His attorney filed a motion to postpone the arraignment, which was denied.
"It provides for an effective just alternative to a prosecution, particularly in a case like this, where an individual has no criminal record," attorney Stephen Neyman said.
"It's unfortunate that sports has come to this kind of crossroads," Irving said after the game. "Just underlying racism and just treating people like they're in a human zoo. Throwing things at them. At a certain point it just becomes too much."
"We know how these people here are in Boston, and we know how passionate they are about Kyrie in particular, and they're still upset at him. That's no reason for them to act childish," Irving's teammate Kevin Durant said about the incident in a postgame press conference.

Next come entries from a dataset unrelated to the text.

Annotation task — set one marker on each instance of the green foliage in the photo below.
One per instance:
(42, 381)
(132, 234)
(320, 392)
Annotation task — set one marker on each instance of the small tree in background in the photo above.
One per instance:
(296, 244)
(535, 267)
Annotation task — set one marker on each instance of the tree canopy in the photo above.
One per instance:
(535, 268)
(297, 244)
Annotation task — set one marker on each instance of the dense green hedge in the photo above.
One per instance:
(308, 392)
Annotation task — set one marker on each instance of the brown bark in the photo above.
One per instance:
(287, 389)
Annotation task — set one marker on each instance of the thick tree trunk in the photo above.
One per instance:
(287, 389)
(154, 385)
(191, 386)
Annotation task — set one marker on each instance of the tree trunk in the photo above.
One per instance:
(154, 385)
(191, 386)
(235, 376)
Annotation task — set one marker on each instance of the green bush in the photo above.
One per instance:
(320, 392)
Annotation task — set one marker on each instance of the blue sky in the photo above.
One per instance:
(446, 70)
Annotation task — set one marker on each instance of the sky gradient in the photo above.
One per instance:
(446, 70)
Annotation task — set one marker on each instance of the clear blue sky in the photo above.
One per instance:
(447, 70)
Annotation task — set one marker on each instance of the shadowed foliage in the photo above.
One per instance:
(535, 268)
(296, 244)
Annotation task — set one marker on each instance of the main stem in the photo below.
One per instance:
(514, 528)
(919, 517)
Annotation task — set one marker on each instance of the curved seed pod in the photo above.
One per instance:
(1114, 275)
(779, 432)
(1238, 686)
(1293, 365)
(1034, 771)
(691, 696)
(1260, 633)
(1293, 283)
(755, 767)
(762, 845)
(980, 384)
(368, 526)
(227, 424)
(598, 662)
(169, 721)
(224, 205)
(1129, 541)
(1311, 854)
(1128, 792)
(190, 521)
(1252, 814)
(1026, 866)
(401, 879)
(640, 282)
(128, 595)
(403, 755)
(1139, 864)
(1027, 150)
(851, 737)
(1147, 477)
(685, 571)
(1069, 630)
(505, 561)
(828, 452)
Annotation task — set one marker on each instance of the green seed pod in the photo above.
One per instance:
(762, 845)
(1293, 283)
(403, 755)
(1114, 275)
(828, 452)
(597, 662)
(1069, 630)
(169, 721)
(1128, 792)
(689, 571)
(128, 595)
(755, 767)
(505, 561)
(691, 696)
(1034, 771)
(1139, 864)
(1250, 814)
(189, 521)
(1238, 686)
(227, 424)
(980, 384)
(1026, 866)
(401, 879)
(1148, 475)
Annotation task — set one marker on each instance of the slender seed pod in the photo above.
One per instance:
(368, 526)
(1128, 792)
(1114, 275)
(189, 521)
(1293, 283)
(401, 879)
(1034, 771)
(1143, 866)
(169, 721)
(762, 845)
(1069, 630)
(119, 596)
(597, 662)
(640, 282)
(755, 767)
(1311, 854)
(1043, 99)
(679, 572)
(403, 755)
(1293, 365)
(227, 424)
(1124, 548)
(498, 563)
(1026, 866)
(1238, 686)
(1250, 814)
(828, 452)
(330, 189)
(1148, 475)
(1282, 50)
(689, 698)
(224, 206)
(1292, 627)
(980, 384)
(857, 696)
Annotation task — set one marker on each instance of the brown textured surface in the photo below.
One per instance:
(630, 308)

Sunday night marked TD Garden's first game at full capacity since 2019. The Nets eliminated the Celtics in Game 5 Tuesday.
It's the latest of multiple recent incidents in the NBA involving inappropriate fan conduct. During Game 2 of the Washington Wizards-Philadelphia 76ers series, a Philly fan dumped popcorn on Russell Westbrook's head as he exited the court with an injury. A Utah Jazz fan made lewd, racist comments toward Memphis Grizzlies star Ja Morant's parents during Game 2 of their series.
The NBA is now looking to update its code of conduct for fans, stating it will no longer tolerate anything that jeopardizes a safe and respectful environment.
Tricia McCorkle, a TD Garden spokesperson, said in a statement that the incident in Boston is "under review."
Buckley will be subject to a lifetime ban from the venue, according to McCorkle.
"We have zero tolerance for violations of our guest code of conduct, and the guest is subject to a lifetime ban from TD Garden," McCorkle said.
Fans of both teams denounced the behavior.
"I think it’s ridiculous. There’s no reason for that," Celtics fan Sam Govoni said. "Booing him is fun during games but there’s no reason to throw anything at anyone. It’s ridiculous."
"I’m glad something finally got done. He should face charges," Brooklyn Nets fan Chris Rue said. "I hate to say it, but don’t be an idiot."
The Associated Press contributed to this report.